Working to safeguard the health, well-being and human rights of adolescents with WHO guidelines
INTERNATIONAL DAY OF THE GIRL
11 October 2018: Many adolescents make the transition to and through adolescence in good health; many others do not. Every year, 1.1 million adolescents die, mostly from preventable causes. Tens of millions of adolescents experience illnesses and injuries that hinder their ability to grow and develop to their full potential. What is more, hundreds of millions of adolescents live in unhealthy environments and/or develop unhealthy habits or unequitable gender attitudes that will negatively affect their future health.
To meet adolescents’ diverse and complex needs, which evolve over time and which relate to their personal circumstances and developmental stages, girls’ and boys’ healthy development needs to be promoted. This includes building their sense of self-worth and strengthening their links with the individuals and institutions in their communities. Adolescents also need to be supported to prevent health problems and to respond to such problems if and when they occur. Adolescents themselves have a role to play in this, as do their parents and other family members, the communities they grow up in, schools, clinics and other institutions that are designed to serve them, as well as the laws and policies of the countries they live in.
On the occasion of the International Day of the Girl, WHO has launched a compilation of all its current guideline recommendations on the evidence-based actions that can be used to address the principal sexual and reproductive health and rights issues affecting adolescents. It is at once a handy ‘all in one’ tool and a gateway to WHO information and guidelines.
“This tool is the first of its kind. Decision makers will now be able to easily find the latest evidence on what works to help improve adolescent sexual and reproductive health and secure their well-being.”
Dr Lale Say, Coordinator of the adolescents and at-risk populations team at WHO Department of Reproductive Health and Research and HRP
New WHO document
The new document supports the implementation of the Global Strategy for Women’s, Children’s and Adolescents’ Health 2016–2030, and is aligned with the WHO Global Accelerated Action for the Health of Adolescents (AA-HA!). It also upholds the values of the WHO Operational framework on sexual health and its linkages to reproductive health.
The tool compiles WHO recommendations on a breadth of sexual and reproductive health and rights issues including: comprehensive sexuality education provision; contraception counselling and provision; antenatal, intrapartum and postnatal care; safe abortion care; sexually transmitted infections (STIs) prevention and care; human immunodeficiency virus (HIV) prevention and care; violence against women and girls prevention, support and care; and prevention of harmful traditional practices such as female genital mutilation, in addition to early, forced, and child marriage. For each issue, it provides relevant definitions, rationale for addressing the issue in adolescents, the relevant WHO guidelines that exist, key concepts to consider, key complementary documents in addition to the WHO guidelines, and a real-life example of the guidelines’ application.

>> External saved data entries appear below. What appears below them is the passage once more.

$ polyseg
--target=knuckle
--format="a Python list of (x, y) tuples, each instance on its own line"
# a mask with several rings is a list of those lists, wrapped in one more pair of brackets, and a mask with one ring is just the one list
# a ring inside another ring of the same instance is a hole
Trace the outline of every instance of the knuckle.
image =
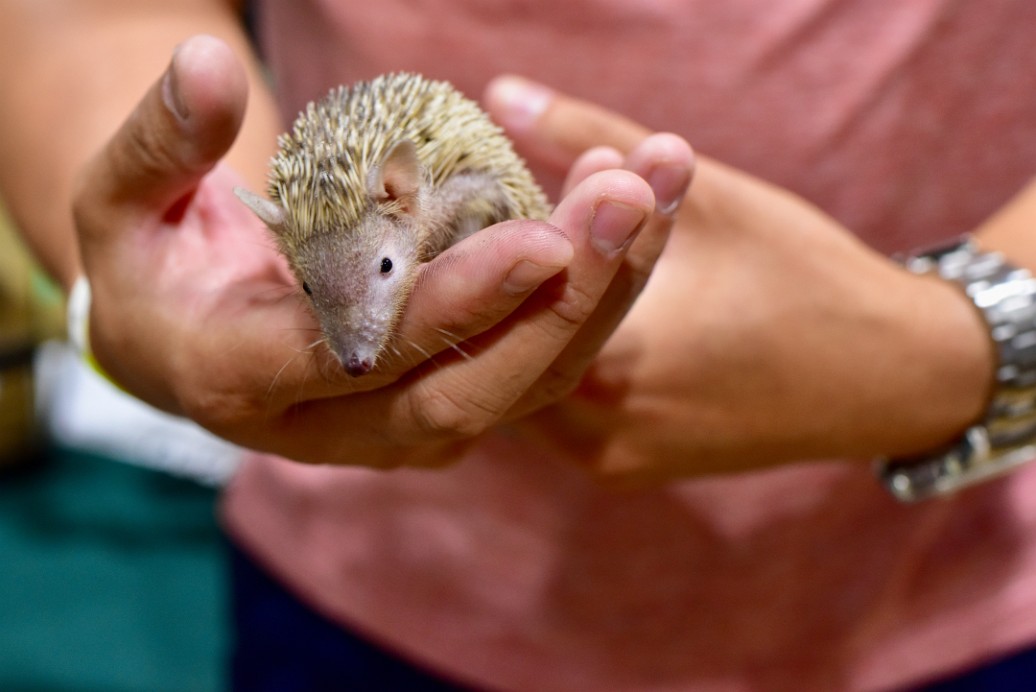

Accessible for people with or without expertise
The new WHO adolescent sexual and reproductive health and rights compilation tool has an easy-to-access and user-friendly format. It is aimed to be accessible for all people, whether or not they have expertise in sexual and reproductive health and rights of adolescents. Policy-makers and decision-makers in ministries of health, and members of international and national non-governmental organizations, and members of international organizations that provide technical or financial support for ASRHR work will likely find the tool particularly useful. It is not intended as a technical reference for frontline professionals such as health-care providers, teachers or community development professionals.

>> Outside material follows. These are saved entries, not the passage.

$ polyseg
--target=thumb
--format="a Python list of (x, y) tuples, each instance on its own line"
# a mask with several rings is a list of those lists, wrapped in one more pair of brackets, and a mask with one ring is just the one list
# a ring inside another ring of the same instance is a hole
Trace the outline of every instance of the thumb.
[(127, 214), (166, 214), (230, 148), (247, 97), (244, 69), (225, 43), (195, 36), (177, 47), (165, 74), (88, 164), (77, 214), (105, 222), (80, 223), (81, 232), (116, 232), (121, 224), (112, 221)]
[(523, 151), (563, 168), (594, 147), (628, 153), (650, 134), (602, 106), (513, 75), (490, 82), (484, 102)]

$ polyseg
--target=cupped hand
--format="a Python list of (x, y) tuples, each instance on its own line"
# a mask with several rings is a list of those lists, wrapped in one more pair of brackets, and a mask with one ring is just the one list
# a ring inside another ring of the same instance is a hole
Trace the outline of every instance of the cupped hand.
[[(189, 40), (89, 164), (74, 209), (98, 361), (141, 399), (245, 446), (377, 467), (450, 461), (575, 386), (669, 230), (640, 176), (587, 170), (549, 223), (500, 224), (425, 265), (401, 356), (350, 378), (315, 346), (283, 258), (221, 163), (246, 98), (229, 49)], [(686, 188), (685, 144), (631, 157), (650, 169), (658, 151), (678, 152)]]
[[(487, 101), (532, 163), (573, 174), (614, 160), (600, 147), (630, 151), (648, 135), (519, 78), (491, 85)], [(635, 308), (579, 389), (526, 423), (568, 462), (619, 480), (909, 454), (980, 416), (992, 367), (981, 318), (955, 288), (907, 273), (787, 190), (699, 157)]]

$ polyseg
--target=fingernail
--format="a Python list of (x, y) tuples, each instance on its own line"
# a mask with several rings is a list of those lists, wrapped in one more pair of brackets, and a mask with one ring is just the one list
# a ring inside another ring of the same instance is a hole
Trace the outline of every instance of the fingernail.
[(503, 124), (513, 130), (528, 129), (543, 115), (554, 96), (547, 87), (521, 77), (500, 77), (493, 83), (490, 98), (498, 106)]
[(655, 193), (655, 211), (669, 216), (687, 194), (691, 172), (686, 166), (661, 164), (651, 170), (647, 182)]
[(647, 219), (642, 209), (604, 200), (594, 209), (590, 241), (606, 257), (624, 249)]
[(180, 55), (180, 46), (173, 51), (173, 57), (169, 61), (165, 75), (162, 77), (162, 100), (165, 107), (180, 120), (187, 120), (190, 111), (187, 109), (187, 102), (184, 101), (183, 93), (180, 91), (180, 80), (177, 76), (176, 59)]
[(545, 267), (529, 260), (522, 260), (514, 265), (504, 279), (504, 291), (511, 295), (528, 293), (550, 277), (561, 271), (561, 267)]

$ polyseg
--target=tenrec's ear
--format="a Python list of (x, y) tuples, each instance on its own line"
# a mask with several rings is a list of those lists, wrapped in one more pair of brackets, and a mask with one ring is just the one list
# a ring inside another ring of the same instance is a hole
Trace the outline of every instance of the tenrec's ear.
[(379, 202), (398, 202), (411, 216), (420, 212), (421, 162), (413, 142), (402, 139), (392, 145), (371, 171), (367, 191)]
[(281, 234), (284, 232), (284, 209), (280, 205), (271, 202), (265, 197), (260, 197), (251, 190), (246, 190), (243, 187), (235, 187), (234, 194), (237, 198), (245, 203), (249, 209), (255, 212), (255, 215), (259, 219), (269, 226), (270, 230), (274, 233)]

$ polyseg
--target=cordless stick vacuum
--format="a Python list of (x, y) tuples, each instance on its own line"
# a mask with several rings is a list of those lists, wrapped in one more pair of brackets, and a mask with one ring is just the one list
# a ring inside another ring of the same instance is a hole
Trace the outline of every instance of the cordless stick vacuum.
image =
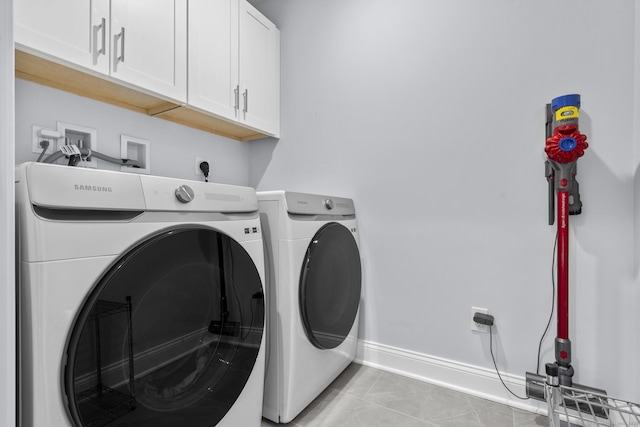
[[(572, 386), (571, 341), (569, 340), (569, 214), (580, 214), (582, 203), (575, 179), (577, 161), (587, 149), (587, 137), (580, 133), (578, 118), (580, 95), (565, 95), (551, 101), (551, 136), (547, 138), (545, 169), (558, 201), (558, 335), (555, 355), (560, 384)], [(548, 131), (547, 131), (548, 132)], [(550, 200), (551, 196), (550, 196)], [(551, 211), (549, 207), (549, 225)]]
[[(569, 215), (582, 213), (579, 185), (576, 181), (577, 161), (589, 146), (578, 126), (580, 95), (564, 95), (547, 104), (545, 175), (549, 183), (549, 225), (557, 215), (557, 321), (555, 362), (546, 364), (549, 377), (559, 385), (605, 394), (603, 390), (573, 383), (571, 341), (569, 340)], [(557, 201), (557, 212), (555, 209)], [(530, 398), (545, 400), (546, 378), (526, 373), (526, 392)]]

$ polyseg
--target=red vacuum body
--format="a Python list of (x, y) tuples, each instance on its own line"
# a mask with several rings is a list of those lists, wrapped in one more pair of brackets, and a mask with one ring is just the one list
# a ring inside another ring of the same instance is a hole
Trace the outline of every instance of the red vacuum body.
[[(551, 136), (547, 138), (545, 146), (551, 173), (550, 182), (553, 182), (557, 197), (558, 333), (555, 353), (561, 383), (566, 385), (571, 385), (573, 376), (569, 340), (569, 215), (581, 211), (578, 183), (575, 179), (576, 162), (589, 147), (587, 137), (580, 133), (579, 109), (580, 95), (565, 95), (552, 101)], [(547, 178), (550, 178), (549, 175)], [(576, 204), (577, 208), (572, 209), (572, 205)]]

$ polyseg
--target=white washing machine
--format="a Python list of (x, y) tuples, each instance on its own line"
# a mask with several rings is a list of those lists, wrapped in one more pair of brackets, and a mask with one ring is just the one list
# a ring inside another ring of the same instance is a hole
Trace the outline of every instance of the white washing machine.
[(262, 415), (288, 423), (353, 361), (361, 291), (351, 199), (258, 192), (267, 272)]
[(27, 163), (16, 199), (21, 426), (260, 425), (253, 189)]

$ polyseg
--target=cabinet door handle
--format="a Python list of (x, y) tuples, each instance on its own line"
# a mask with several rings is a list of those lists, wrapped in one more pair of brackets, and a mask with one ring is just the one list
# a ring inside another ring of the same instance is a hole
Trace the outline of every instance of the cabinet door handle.
[(107, 53), (107, 20), (102, 18), (102, 23), (100, 24), (100, 28), (102, 29), (102, 47), (98, 51), (100, 55), (104, 55)]
[(124, 62), (124, 27), (120, 27), (120, 56), (118, 56), (119, 62)]
[(240, 85), (236, 85), (236, 88), (233, 90), (233, 95), (235, 98), (233, 109), (238, 111), (238, 109), (240, 108)]
[(244, 98), (244, 108), (242, 111), (247, 114), (249, 112), (249, 89), (244, 90), (242, 97)]

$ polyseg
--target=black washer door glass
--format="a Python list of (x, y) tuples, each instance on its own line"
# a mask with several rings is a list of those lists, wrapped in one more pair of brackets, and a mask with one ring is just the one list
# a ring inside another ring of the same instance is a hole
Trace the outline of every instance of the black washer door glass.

A call for holistic responses
Although the structure of this document sets out groups of interventions intended to contribute to specific health outcomes, such as preventing and responding to STIs, or to harmful traditional practices, both the determinants of health problems and the responses to them are closely linked.
Laws that require parental consent for legal minors to obtain health services hinder access to contraceptive information and services and to HIV testing and counselling. Social stigma can hinder care-seeking for intimate partner violence and STIs. Health worker bias can contribute to withholding of safe abortion services and contraceptive information services to unmarried adolescents, even if laws do not require health-care workers to do so. Programmatic responses are also intertwined.

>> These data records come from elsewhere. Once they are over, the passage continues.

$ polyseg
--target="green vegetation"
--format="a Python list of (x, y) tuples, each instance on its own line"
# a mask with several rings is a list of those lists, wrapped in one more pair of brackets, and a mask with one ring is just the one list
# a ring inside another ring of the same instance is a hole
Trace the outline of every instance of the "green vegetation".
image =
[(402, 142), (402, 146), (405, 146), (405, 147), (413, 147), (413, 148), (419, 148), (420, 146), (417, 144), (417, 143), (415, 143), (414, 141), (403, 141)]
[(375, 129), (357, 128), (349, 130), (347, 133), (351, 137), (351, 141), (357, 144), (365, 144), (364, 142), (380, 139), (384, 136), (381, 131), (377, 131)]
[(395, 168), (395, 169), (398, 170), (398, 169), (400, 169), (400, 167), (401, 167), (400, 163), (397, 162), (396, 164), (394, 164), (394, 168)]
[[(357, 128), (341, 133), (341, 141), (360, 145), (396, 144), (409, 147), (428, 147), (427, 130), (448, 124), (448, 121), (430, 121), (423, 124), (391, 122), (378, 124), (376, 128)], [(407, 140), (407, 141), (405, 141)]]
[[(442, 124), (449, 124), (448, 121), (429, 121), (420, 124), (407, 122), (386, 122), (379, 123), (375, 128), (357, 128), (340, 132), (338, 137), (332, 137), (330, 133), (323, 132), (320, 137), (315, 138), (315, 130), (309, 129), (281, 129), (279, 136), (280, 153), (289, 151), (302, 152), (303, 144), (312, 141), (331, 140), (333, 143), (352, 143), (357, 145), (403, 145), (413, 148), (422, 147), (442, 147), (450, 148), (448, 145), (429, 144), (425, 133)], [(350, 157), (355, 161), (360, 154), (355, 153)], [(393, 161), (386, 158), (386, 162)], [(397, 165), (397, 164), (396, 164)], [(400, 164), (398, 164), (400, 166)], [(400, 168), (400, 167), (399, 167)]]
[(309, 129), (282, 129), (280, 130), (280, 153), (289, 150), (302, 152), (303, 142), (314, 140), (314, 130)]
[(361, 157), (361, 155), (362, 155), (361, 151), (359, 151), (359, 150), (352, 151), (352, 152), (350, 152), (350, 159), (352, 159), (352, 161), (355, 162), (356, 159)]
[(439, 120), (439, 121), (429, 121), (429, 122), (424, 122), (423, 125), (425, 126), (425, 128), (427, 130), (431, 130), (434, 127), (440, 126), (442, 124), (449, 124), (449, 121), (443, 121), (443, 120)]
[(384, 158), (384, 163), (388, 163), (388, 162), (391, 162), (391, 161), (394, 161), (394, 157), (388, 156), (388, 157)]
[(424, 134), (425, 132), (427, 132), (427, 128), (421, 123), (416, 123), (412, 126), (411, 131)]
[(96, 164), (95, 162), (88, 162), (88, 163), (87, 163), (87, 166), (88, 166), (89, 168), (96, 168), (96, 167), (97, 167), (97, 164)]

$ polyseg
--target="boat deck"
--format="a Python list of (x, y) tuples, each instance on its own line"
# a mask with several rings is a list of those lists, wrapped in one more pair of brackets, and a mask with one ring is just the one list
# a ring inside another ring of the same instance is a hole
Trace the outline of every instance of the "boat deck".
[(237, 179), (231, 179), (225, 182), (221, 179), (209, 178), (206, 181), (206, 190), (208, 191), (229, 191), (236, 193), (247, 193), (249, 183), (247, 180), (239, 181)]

“This compilation of WHO guidelines is intended to highlight... linkages and to press us to all to see adolescents’ needs and problems and respond to them in an holistic manner.”
Dr Venkatraman Chandra-Mouli, expert on adolescent health at WHO
When equitable gender norms are promoted through sexuality education, they can contribute to the prevention of gender-based violence, and to joint decision-making on contraception for couples. A caring and competent health-care worker can, for example, provide respectful care to a young single woman giving birth, and can also address the distress of a young woman living with the consequences of female genital mutilation.
Dr Venkatraman Chandra-Mouli, expert on adolescent health at WHO comments, “This compilation of WHO guidelines is intended to highlight these linkages and to press us to all to see adolescents’ needs and problems and respond to them in an holistic manner.”